Reputation: 2844
Looking for Spark understanding...
I am loading large amounts of data from MySQL into Spark, and it keeps dying :-(
org.apache.spark.SparkException: Job aborted.
at org.apache.spark.sql.execution.datasources.InsertIntoHadoopFsRelation$$anonfun$run$1.apply$mcV$sp(InsertIntoHadoopFsRelation.scala:156)
at org.apache.spark.sql.execution.datasources.InsertIntoHadoopFsRelation$$anonfun$run$1.apply(InsertIntoHadoopFsRelation.scala:108)
at org.apache.spark.sql.execution.datasources.InsertIntoHadoopFsRelation$$anonfun$run$1.apply(InsertIntoHadoopFsRelation.scala:108)
at org.apache.spark.sql.execution.SQLExecution$.withNewExecutionId(SQLExecution.scala:56)
at org.apache.spark.sql.execution.datasources.InsertIntoHadoopFsRelation.run(InsertIntoHadoopFsRelation.scala:108)
Here is my code
val query =
s"""
(
select
mod(act.AccountID, ${parts}) part,
p.Value name, event.EventTime eventTime, act.AccountID accountID, act.UserGoal goalID,event.ActivityID activityID, id.CountryID countryID, arr.ConsumerID consumerID
from DimIdentity as id
join FactArrival as arr on arr.IdentityID=id.IdentityID
join FactActivityEvent as event on event.ArrivalID=arr.ArrivalID
join DimAccount as act on act.AccountID=event.AccountID
join DimAccountRoleTypeMatch as role on role.AccountID=act.AccountID
join DimDateTime as d on event.DateTimeID=d.DateTimeID
join DimProperty as p on p.PropertyID=event.EventTypeID
where
id.Botness=0 and
d.DayOfYear>=${from} and d.DayOfYear<${to} and d.Year=${year} and
(role.AccountRoleTypeID=1 or role.AccountRoleTypeID=2)
) a
""".stripMargin
val events = sqlContext.read.format("jdbc").
option("url", sqlURL).
option("driver", "com.mysql.jdbc.Driver").
option("useUnicode", "true").
option("zeroDateTimeBehavior", "round").
option("continueBatchOnError", "true").
option("useSSL", "false").
option("dbtable", query).
option("user", sqlUser).
option("password", sqlPassword).
option("partitionColumn", "part").
option("lowerBound", "0").
option("upperBound", s"${parts - 1}").
option("numPartitions", s"${parts}").
load().as[Activity].toDF
Note that I am using partitionColumn, lowerBound, upperBound, numPartitions as recommended in other answers
I tried setting partitions from 4 to 512, but it always dies.

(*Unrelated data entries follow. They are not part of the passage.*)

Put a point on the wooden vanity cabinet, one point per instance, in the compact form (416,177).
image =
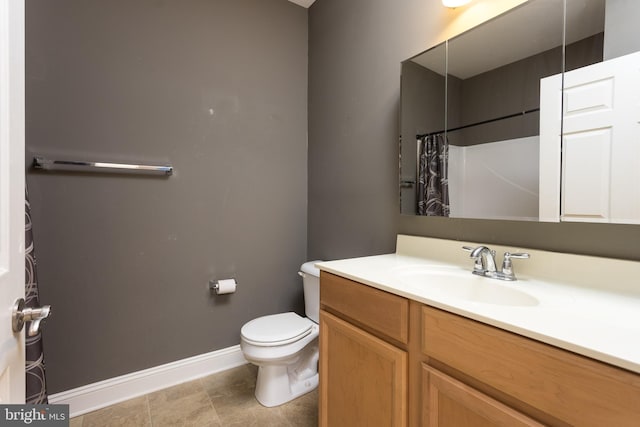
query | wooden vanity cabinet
(554,386)
(389,361)
(363,357)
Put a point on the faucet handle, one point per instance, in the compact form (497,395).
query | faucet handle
(517,255)
(478,268)
(507,265)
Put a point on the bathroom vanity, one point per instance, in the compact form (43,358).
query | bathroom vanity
(403,342)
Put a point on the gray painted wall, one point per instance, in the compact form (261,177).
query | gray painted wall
(219,90)
(355,50)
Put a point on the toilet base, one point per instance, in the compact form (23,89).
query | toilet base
(274,388)
(278,384)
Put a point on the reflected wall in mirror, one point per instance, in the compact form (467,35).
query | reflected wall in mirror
(491,76)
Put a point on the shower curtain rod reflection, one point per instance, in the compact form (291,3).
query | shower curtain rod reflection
(484,122)
(88,166)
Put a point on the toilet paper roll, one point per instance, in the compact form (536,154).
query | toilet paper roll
(226,286)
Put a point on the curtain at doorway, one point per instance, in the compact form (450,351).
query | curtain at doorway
(433,182)
(36,387)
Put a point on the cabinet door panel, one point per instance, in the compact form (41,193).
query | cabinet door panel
(363,380)
(448,402)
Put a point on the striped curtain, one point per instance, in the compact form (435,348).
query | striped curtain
(433,176)
(36,393)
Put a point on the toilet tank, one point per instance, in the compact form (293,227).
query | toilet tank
(311,282)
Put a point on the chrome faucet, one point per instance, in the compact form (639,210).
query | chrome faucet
(487,260)
(485,263)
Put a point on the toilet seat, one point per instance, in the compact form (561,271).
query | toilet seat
(276,329)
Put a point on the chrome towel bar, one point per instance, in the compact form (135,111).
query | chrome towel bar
(69,165)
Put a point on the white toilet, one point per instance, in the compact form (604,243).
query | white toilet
(285,346)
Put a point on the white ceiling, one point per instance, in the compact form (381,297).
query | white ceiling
(303,3)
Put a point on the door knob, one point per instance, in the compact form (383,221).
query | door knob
(22,314)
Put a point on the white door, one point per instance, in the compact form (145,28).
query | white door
(12,375)
(600,146)
(593,176)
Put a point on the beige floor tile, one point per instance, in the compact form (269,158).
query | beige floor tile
(224,382)
(303,411)
(225,399)
(163,397)
(182,405)
(134,412)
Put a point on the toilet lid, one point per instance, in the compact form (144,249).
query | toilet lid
(276,329)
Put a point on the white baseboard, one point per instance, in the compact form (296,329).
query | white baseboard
(114,390)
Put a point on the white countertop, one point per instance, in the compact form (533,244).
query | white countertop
(587,305)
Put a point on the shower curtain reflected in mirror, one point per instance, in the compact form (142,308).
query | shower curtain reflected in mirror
(36,387)
(433,183)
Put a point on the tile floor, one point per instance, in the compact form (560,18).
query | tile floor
(224,399)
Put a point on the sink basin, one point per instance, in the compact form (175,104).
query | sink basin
(457,283)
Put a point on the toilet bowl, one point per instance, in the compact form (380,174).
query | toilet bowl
(284,346)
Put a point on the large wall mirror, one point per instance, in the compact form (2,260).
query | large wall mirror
(471,107)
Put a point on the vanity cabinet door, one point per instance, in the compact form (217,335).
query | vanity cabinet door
(448,402)
(363,379)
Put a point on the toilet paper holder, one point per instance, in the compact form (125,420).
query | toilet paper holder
(215,285)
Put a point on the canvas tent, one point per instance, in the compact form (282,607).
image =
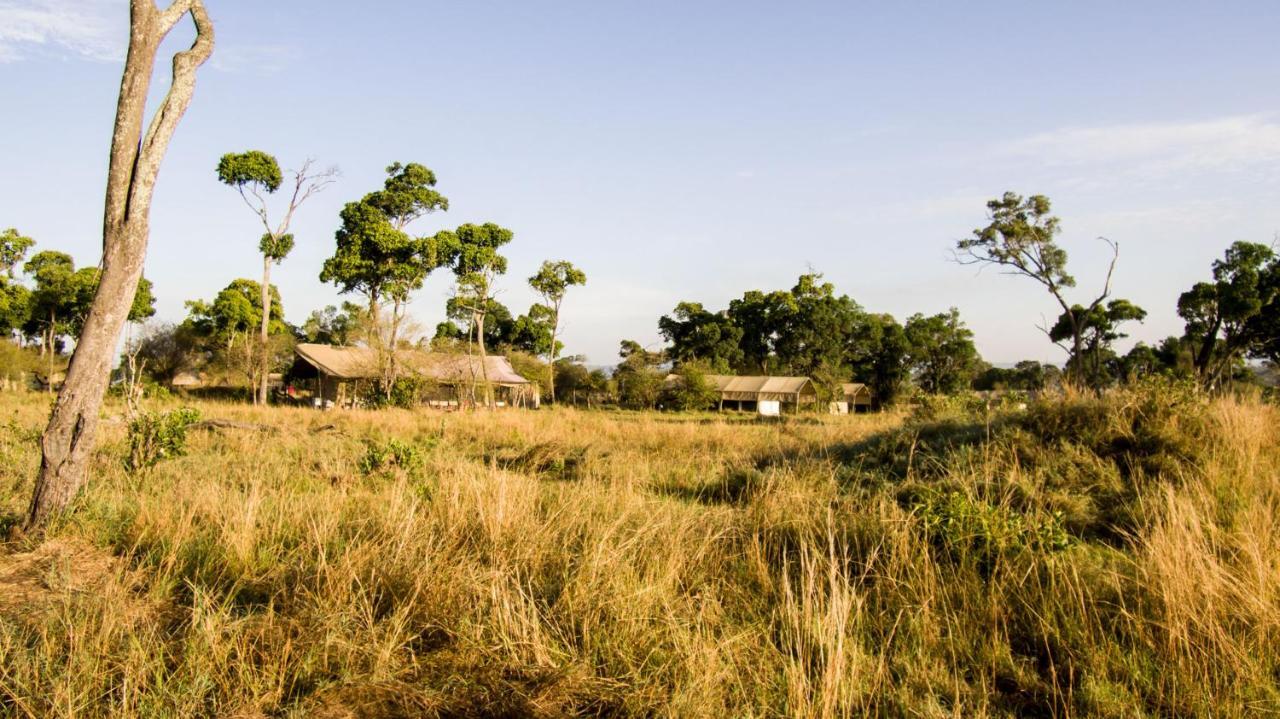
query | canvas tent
(763,394)
(854,397)
(333,374)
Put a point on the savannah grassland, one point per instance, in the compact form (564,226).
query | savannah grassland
(1083,557)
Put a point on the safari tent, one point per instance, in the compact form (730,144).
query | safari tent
(763,394)
(333,376)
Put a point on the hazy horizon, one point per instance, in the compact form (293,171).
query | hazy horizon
(682,152)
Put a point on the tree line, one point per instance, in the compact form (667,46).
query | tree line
(812,330)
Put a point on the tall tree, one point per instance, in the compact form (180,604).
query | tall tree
(476,264)
(698,334)
(252,174)
(376,257)
(762,316)
(135,163)
(552,282)
(14,298)
(1234,315)
(1020,238)
(1100,330)
(229,321)
(941,352)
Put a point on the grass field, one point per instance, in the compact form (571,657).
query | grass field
(1083,557)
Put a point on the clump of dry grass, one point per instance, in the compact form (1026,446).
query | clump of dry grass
(1111,557)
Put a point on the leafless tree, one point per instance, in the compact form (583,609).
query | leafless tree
(135,163)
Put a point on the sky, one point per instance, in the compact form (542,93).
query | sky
(685,150)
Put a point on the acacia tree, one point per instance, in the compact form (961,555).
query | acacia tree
(14,298)
(476,264)
(1101,329)
(229,321)
(1020,239)
(940,349)
(1235,314)
(552,282)
(378,259)
(135,163)
(252,174)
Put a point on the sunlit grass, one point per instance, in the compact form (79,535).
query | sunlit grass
(1086,558)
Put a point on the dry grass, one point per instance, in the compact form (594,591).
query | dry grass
(1089,558)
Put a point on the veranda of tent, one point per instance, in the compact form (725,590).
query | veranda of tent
(334,374)
(750,392)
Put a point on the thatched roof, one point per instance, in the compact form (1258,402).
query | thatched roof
(762,388)
(856,393)
(361,363)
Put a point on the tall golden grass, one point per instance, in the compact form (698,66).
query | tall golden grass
(1112,557)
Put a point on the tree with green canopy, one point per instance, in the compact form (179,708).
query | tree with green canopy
(877,353)
(1235,314)
(378,259)
(334,325)
(1100,329)
(14,297)
(696,334)
(254,174)
(552,282)
(476,265)
(1020,239)
(638,376)
(760,316)
(13,248)
(941,352)
(229,323)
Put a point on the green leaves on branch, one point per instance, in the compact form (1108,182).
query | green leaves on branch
(275,248)
(250,169)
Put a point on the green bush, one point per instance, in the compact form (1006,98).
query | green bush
(391,454)
(964,527)
(158,435)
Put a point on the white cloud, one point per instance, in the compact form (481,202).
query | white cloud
(1223,143)
(90,28)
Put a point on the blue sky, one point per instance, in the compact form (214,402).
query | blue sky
(686,150)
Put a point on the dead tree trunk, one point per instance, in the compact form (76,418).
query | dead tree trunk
(264,335)
(135,163)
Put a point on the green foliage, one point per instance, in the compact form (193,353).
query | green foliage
(237,310)
(13,250)
(553,280)
(808,330)
(391,454)
(63,296)
(696,334)
(407,195)
(1027,375)
(1098,329)
(158,435)
(690,389)
(252,168)
(638,378)
(968,529)
(275,248)
(374,255)
(333,325)
(941,352)
(1235,314)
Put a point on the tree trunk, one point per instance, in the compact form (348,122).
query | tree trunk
(484,365)
(265,363)
(135,163)
(551,371)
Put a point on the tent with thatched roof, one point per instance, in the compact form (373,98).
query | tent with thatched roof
(336,375)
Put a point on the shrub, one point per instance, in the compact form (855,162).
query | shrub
(158,435)
(391,454)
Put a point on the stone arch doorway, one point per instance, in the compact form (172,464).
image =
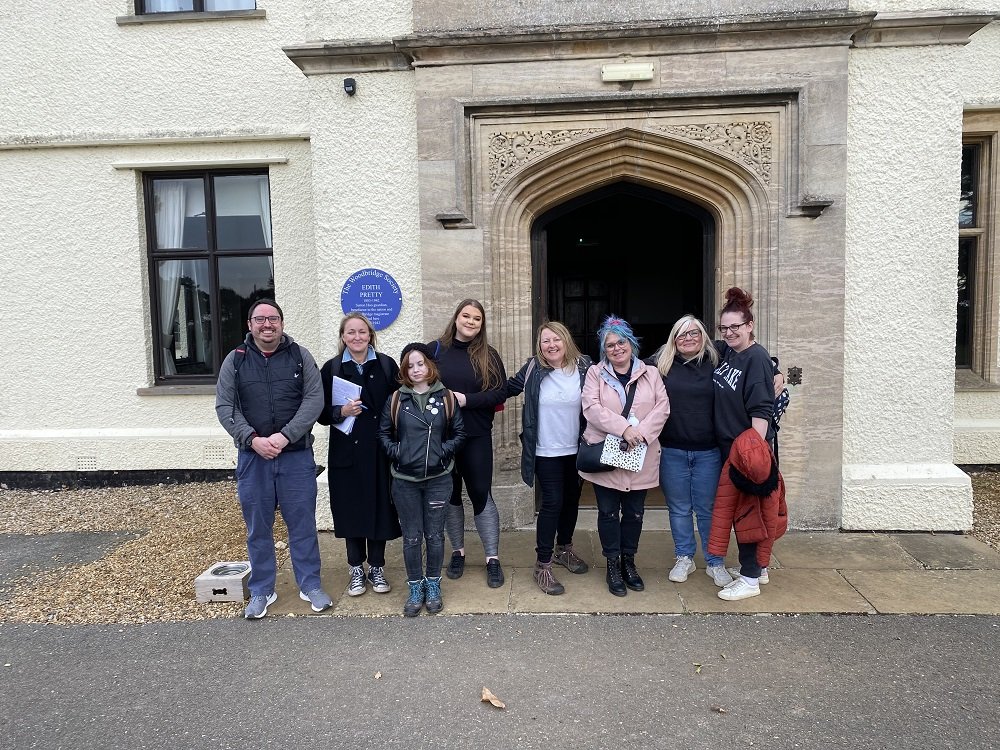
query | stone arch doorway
(625,248)
(642,164)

Reading the same amount of data from file or Mongo has no problem. Is this an issue with the MySQL connector? Is there a solution?
Note that I found one answer that suggests I avoid Spark, and read the query into a file on HDFS, then load the file
Multiple Partitions in Spark RDD
Is this really the best way?
Upvotes: 2
Views: 4842
Reputation: 59
You can read data by changing sql query with limit offset. Then use shell script to automate the task using for loop. This worked for me
Upvotes: 0
Reputation: 1335
You can try increasing the fetch size without using dynamic partitioning for read.
sqlContext.read.options(options).jdbc(
url=sqlURL, table=query, columnName="part",
fetchSize=1000000,connectionProperties=new java.util.Properties())
Upvotes: 1
Reputation: 2844
Here is the answer I got to...
For me, the answer is to avoid the mysql-connection for Spark :-( I found it too difficult to avoid the crashing caused by partitioning. Mysql-connection requires hand tuning of the partitions, and does not yield any increase in speed. Much easier to write non-Spark code that reads the data into large text files, and the call Spark on the text file. Spark is really good with most data sources, but not mysql... at least not yet
Upvotes: 1